TCP & UDP: The Backbone of Video Calls and Streaming

Nitin GumberNitin Gumber
14 min read

What is TCP/IP?

TCP (Transmission Control Protocol) is one of the core communication protocols that allow computers and devices to communicate with each other over the internet. It ensures that data sent from one device reaches the other accurately and in the correct order. Think of TCP as a reliable mail delivery service for data.

How Does TCP Work?

TCP divides large data into smaller pieces called packets and sends them over the network. It makes sure all packets are delivered, even if there are network issues. Here’s a step-by-step explanation of how TCP works:

  1. Connection Establishment (Handshake):

    • Before any data is sent, TCP establishes a connection between the sender and receiver using a process called the three-way handshake:

      1. SYN: The sender sends a "SYN" (synchronize) message to the receiver, saying, "Can we start communicating?"

      2. SYN-ACK: The receiver replies with a "SYN-ACK" (synchronize-acknowledge) message, saying, "Yes, I'm ready. Can you confirm?"

      3. ACK: The sender responds with an "ACK" (acknowledge) message, confirming the connection is established.

  2. Data Transfer:

    • The sender breaks the data into packets and sends them to the receiver.

    • Each packet has a sequence number so the receiver knows the correct order.

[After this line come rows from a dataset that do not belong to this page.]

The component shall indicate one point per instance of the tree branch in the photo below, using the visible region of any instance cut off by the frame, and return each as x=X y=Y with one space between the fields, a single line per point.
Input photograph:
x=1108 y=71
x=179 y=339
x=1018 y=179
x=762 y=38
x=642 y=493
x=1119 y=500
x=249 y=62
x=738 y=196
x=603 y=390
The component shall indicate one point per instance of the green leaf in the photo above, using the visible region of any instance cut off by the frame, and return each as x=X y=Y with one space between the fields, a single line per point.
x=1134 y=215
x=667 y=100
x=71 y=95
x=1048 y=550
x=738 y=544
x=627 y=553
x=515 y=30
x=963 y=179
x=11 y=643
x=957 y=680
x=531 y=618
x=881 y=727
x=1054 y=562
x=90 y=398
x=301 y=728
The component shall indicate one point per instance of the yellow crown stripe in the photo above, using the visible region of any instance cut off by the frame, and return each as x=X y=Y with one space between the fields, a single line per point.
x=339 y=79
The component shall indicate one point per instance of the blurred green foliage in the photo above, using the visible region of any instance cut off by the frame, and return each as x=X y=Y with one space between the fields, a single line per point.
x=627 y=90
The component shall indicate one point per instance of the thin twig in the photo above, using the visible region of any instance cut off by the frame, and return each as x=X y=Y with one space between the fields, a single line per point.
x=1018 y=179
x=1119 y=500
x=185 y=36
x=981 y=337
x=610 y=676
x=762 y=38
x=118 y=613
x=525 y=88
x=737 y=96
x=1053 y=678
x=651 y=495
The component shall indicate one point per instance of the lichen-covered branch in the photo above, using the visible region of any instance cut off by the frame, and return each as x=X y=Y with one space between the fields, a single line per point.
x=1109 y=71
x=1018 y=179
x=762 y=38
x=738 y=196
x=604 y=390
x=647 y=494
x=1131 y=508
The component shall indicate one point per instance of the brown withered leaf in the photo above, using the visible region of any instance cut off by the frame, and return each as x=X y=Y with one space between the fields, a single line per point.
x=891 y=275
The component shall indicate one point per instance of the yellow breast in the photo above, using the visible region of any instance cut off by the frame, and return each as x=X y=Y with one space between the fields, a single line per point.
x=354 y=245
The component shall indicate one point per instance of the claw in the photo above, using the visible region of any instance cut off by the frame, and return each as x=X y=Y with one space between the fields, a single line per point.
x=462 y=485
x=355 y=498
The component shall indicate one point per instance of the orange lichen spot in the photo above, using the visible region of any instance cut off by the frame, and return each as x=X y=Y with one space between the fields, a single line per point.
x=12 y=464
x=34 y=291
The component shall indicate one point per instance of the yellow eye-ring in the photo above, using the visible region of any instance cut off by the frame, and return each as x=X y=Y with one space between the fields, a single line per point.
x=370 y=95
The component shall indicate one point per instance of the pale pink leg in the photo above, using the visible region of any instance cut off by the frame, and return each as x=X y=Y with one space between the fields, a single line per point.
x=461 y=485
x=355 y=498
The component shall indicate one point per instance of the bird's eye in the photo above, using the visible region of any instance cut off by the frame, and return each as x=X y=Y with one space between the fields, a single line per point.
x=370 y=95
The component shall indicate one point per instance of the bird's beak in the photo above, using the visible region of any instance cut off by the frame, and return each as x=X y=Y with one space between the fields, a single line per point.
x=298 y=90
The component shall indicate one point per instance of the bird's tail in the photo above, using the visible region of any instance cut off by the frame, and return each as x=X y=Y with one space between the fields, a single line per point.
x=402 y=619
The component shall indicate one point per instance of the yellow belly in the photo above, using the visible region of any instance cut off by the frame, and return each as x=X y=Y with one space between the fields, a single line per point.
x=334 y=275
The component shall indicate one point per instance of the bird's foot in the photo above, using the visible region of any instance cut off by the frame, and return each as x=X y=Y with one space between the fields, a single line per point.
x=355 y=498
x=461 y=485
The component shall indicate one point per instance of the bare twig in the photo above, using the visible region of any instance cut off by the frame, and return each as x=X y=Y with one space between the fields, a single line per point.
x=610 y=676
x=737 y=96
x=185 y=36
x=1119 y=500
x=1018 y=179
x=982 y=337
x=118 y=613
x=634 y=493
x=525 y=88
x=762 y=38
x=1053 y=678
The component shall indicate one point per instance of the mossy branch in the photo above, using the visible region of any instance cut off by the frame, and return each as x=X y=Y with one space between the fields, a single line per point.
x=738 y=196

    • If a packet is lost or arrives out of order, TCP resends it until all packets are received correctly.

  3. Acknowledgments:

    • The receiver sends an acknowledgment (ACK) to the sender for each packet received. This ensures that the sender knows the data has arrived safely.
  4. Connection Termination:

    • After the data is sent, the connection is closed using a process called the four-way handshake to ensure no data is left behind.

Features of TCP

  1. Reliable:

    • TCP guarantees that all data is delivered accurately and in the correct order.
  2. Error Detection and Correction:

    • TCP checks for errors in the data and resends corrupted or missing packets.
  3. Flow Control:

    • It ensures that the sender doesn’t overwhelm the receiver with too much data at once.
  4. Congestion Control:

    • TCP adjusts the rate of data transfer based on network conditions to avoid overloading the network.
  5. Connection-Oriented:

    • TCP requires a connection to be established between devices before data can be sent.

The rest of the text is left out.